Ein weiteres Beispiel steuerte TU-Dresden-Forscher Ellinger bei: Mithilfe von Exo-Skeletten, die als Gehhilfen dienen, können sich auch gebrechliche Menschen ohne Rollstuhl bewegen. Vernetzte Sensor- und Aktorsysteme reagieren innerhalb von 10 Millisekunden.

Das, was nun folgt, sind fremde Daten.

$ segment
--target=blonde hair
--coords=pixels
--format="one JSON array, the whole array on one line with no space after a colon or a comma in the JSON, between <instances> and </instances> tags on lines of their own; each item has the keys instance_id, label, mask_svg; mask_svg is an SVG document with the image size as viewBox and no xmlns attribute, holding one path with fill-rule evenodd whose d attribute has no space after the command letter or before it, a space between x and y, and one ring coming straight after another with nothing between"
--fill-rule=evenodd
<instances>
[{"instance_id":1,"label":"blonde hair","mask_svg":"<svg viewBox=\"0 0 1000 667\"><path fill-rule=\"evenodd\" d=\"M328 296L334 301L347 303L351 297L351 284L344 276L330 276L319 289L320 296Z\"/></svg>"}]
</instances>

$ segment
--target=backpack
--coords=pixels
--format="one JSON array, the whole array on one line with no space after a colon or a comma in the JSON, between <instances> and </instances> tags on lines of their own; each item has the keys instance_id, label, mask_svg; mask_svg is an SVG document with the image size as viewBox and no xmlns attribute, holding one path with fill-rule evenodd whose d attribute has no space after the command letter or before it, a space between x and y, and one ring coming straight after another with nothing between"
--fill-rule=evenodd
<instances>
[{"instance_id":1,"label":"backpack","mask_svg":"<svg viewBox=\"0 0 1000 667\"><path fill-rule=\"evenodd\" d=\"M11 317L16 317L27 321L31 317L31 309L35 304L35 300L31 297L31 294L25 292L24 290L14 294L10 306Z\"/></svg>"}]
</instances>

Zahlreiche Ideen werden wahr, wenn Daten schnell und reichlich fließen. Die Gigabit-Gesellschaft braucht Glasfasernetze. Doch diese modernen, zukunftsfähigen Leitungen ließen auf sich warten, sagte Harald Summa, Geschäftsführer des Branchenverbands Eco. Sein Verband habe schon überlegt, der deutschen Politik einen Negativ-Preis zu verleihen, weil sie unverdrossen auf die bereits verlegten Kupferkabel setze. „In fünf Jahren können Sie die im Museum anschauen.“

Auch Michael Hüther, Direktor des Instituts der deutschen Wirtschaft (IW), kritisiert das langsame Tempo der deutschen Politik. „Jeder weiß, dass die Versorgung mit Glasfasern wichtig ist fürs Wachstum“, sagte er auf dem „Digitising Europe“-Summit. Mit Kupfer statt Glasfaser drohten „negative Einflüsse auf die Wettbewerbsfähigkeit Deutschlands“. Jedes zusätzliche Prozent an Glasfaserversorgung ließe das Bruttoinlandsprodukt um rund 600 Millionen Euro steigen, haben IW-Forscher jüngst ausgerechnet. Es gelte, keine Zeit zu verlieren, sagt Hüther: „Wir müssen jetzt starten.“

Auch Hannes Ametsreiter, CEO von Vodafone Deutschland, drängt zum Aufbruch: „5G mit einer Latenz von wenigen Millisekunden – das ist die Zukunft“, sagte er auf dem Summit. „Wer früh auf diesen Zug aufspringt, wird zu den Gewinnern gehören.“

Und wer das versäumt? Wieder eine Frage der Latenz: Auch hier könnte das Zögern fatal wirken.